Nevertheless, the hierarchical genetic structure observed in Nunavik salmon rivers is consistent with our expectations given the species' strong homing behavior, which reduces gene flow from one river to another (Keefer & Caudill, 2014; Quinn, 2018) and thus increases divergence. Many studies have observed a hierarchical pattern of population structure in Atlantic salmon (Bourret et al., 2013; Dionne et al., 2008, 2009; Moore et al., 2014; Perrier et al., 2011). Also, a pattern of population structure where the sub-watersheds within a system are less divergent from each other than they are from neighboring systems has also been reported in several large systems (Aykanat et al., 2015; Dionne et al., 2009; Primmer et al., 2006). An important exception is the Miramichi R., which is the largest salmon river in North America and where no genetic structure has been observed (Dionne et al., 2009; Wellband et al., 2019).
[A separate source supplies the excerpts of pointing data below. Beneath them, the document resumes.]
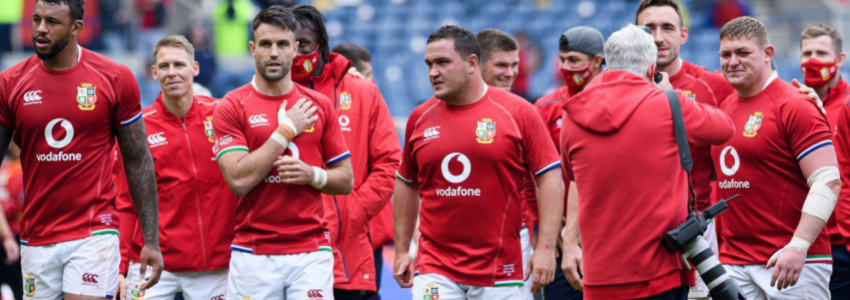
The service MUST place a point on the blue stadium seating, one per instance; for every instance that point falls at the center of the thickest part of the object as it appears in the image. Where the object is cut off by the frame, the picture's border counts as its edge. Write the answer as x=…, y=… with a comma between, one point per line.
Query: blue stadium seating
x=389, y=33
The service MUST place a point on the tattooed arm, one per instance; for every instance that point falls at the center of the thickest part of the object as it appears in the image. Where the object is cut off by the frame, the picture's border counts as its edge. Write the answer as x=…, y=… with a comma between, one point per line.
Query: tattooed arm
x=141, y=180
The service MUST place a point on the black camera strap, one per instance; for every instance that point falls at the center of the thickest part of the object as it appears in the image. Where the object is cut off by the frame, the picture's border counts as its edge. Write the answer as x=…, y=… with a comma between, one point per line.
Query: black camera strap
x=682, y=143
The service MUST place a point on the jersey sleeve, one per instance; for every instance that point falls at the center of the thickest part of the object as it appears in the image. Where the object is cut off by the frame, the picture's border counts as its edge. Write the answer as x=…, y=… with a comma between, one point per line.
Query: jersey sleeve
x=7, y=120
x=408, y=168
x=128, y=106
x=227, y=129
x=539, y=150
x=842, y=153
x=333, y=144
x=805, y=127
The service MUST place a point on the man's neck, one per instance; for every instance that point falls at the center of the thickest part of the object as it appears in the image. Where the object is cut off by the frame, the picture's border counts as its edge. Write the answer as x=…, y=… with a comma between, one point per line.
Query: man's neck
x=758, y=86
x=178, y=106
x=65, y=59
x=476, y=91
x=673, y=68
x=825, y=88
x=272, y=88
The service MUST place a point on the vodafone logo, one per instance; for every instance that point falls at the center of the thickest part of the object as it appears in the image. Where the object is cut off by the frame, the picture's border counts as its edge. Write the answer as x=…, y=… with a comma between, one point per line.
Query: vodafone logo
x=258, y=120
x=729, y=171
x=157, y=139
x=432, y=133
x=731, y=183
x=467, y=167
x=69, y=133
x=344, y=121
x=32, y=97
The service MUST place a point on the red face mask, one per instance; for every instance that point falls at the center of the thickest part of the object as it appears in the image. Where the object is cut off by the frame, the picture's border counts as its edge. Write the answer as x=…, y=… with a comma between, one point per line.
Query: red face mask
x=817, y=73
x=303, y=65
x=576, y=80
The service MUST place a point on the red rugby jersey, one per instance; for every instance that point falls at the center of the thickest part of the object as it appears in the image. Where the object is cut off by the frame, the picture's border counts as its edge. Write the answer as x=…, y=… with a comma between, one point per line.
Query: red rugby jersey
x=65, y=123
x=470, y=176
x=775, y=129
x=278, y=218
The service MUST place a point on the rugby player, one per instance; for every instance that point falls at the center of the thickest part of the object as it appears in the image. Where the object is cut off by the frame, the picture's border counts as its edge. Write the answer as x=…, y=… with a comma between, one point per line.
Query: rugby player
x=369, y=132
x=66, y=106
x=772, y=241
x=279, y=146
x=471, y=180
x=196, y=207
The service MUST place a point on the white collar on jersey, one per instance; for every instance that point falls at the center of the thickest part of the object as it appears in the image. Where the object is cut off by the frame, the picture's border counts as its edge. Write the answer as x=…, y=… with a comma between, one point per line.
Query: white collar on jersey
x=773, y=76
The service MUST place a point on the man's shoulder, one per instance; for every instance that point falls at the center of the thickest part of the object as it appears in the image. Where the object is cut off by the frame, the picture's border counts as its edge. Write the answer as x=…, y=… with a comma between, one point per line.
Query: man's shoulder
x=553, y=98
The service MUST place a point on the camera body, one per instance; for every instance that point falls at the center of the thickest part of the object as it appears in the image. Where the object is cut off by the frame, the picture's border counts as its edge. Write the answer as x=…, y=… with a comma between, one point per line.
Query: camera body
x=688, y=237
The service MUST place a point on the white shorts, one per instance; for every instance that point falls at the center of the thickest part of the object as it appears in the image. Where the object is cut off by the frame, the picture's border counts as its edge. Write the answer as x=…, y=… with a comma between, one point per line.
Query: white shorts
x=87, y=266
x=206, y=285
x=433, y=286
x=527, y=251
x=700, y=291
x=307, y=276
x=754, y=281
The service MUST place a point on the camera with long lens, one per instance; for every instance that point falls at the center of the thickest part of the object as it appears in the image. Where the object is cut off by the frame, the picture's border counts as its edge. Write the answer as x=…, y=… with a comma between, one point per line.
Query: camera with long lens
x=688, y=237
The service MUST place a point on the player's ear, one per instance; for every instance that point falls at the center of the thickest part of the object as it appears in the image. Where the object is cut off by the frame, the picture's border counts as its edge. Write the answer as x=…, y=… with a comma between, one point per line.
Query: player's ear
x=769, y=51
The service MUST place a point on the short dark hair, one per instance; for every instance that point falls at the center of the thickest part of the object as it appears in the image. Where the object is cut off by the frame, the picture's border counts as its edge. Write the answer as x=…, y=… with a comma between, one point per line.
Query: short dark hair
x=76, y=7
x=277, y=16
x=745, y=27
x=466, y=43
x=310, y=17
x=644, y=4
x=818, y=30
x=493, y=40
x=356, y=54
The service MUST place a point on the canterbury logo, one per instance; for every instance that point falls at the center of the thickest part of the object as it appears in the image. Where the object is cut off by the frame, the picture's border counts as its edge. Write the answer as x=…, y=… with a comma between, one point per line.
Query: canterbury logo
x=432, y=132
x=32, y=96
x=156, y=138
x=89, y=278
x=315, y=294
x=258, y=119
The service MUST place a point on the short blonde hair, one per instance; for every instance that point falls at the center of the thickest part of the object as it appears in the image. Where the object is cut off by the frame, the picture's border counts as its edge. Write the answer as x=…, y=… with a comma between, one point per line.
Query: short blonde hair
x=745, y=27
x=175, y=41
x=818, y=30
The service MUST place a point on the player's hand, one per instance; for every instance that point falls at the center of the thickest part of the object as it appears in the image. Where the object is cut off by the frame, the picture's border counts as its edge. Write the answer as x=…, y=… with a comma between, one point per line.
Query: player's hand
x=293, y=170
x=810, y=92
x=121, y=288
x=401, y=270
x=150, y=257
x=571, y=264
x=665, y=82
x=13, y=250
x=787, y=267
x=542, y=265
x=301, y=115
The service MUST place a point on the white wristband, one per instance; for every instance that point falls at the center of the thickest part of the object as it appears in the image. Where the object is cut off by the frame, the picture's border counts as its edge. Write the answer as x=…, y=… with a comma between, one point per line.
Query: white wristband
x=282, y=119
x=280, y=139
x=320, y=178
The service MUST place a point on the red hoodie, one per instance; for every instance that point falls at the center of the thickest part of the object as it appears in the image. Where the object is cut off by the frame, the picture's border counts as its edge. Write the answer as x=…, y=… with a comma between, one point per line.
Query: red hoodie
x=368, y=129
x=196, y=208
x=622, y=153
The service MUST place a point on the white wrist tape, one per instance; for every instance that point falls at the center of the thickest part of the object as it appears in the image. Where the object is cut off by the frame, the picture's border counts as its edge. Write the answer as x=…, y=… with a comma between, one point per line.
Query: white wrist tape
x=320, y=178
x=280, y=139
x=796, y=243
x=284, y=120
x=821, y=200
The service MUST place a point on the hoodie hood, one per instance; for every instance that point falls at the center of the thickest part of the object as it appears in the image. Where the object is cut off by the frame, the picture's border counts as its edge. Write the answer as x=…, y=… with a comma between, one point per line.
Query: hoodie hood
x=608, y=101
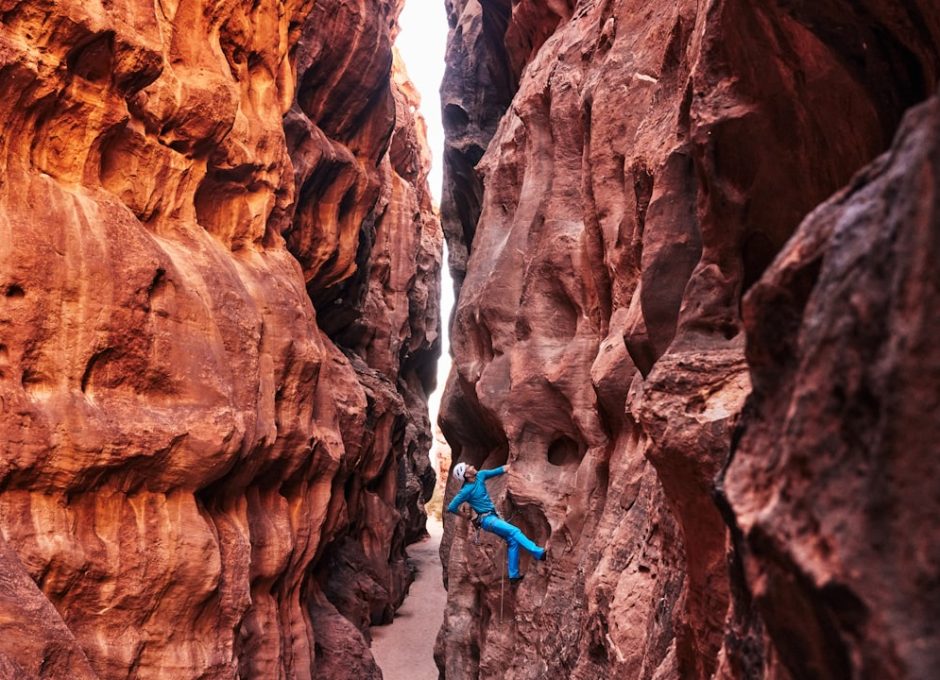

Our results showed that IBD largely explains the genetic structure observed in Ungava Bay and are consistent with other studies on Atlantic salmon demonstrating IBD at varying scales, range-wide (King et al., 2001), between regions (Dillane et al., 2007; McConnell et al., 1997; Perrier et al., 2011; Säisä et al., 2005; Tonteri et al., 2009), and within the same system (Primmer et al., 2006). In Ungava Bay, this relationship between geographic distance and genetic differentiation was only observed when the CAN R. was removed from the analysis. Although the CAN R. is also located within the Koksoak system, it is the most divergent population in Ungava Bay. The most likely explanation is that our sampling represents a stretch of about 28 km (corresponding to about 3% of the river's entire length) and was located downstream of the Limestone Falls, which is impassable for salmon migrating upstream. However, the presence of a landlocked salmon population upstream of the falls is known. Since migration into this population has probably been impossible since the last Ice Age (5500–6000 years BP; Dalton et al., 2020), it is likely strongly affected by genetic drift. As a result, it is expected to have low genetic diversity and to be highly differentiated from other populations in the system (e.g., Sandlund et al., 2014; Whiteley et al., 2010). Low Ne, as well as low Ho, suggests that the strong differentiation between the CAN R. site and the others could be caused by unidirectional gene flow from this isolated population.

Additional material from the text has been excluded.